Throughput tuning

A handful of flags control how many requests run at once and how much repeated work the engine can skip. The defaults are reasonable for a single-user server; tune them when traffic is concurrent or shares long prompts.

mistralrs serve -m Qwen/Qwen3-4B \
  --max-seqs 64 \
  --pa-memory-fraction 0.9

--pa-memory-fraction sizes the paged attention block pool; see When paged attention matters below.

Measure with mistralrs bench -m <model> before and after changing anything; flags that help one workload can hurt another.

Concurrency: max running sequences

Cap the number of sequences running at once. Waiting requests queue until a slot frees. Raise it for high-concurrency serving; lower it to bound per-request latency or memory.

mistralrs serve -m Qwen/Qwen3-4B --max-seqs 64

from mistralrs import Runner, Which

runner = Runner(which=Which.Plain(model_id="Qwen/Qwen3-4B"), max_seqs=64)

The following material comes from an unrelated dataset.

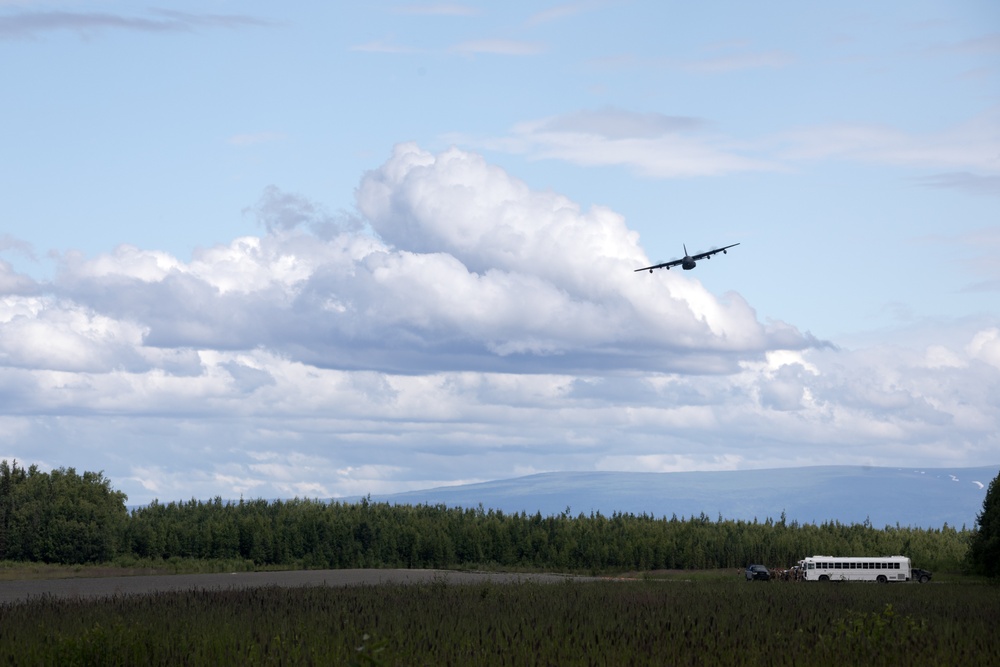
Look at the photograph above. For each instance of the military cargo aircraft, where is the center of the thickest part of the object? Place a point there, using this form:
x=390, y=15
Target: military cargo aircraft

let model = mistralrs::ModelBuilder::new("Qwen/Qwen3-4B")
    .with_max_num_seqs(64)
    .build()
    .await?;

The default differs by surface:

| Surface | Flag / argument | Default | |---|---|---| | CLI | --max-seqs | 32 | | Python | Runner(max_seqs=...) | 16 | | Rust | .with_max_num_seqs(...) | 32 |

More running sequences need more KV cache. With paged attention, size the block pool to match: one of --pa-context-len, --pa-memory-mb, or --pa-memory-fraction (default: 90% of available VRAM). If the pool runs out of blocks mid-generation, the scheduler preempts a running sequence, frees its blocks, and requeues it, which costs recomputation.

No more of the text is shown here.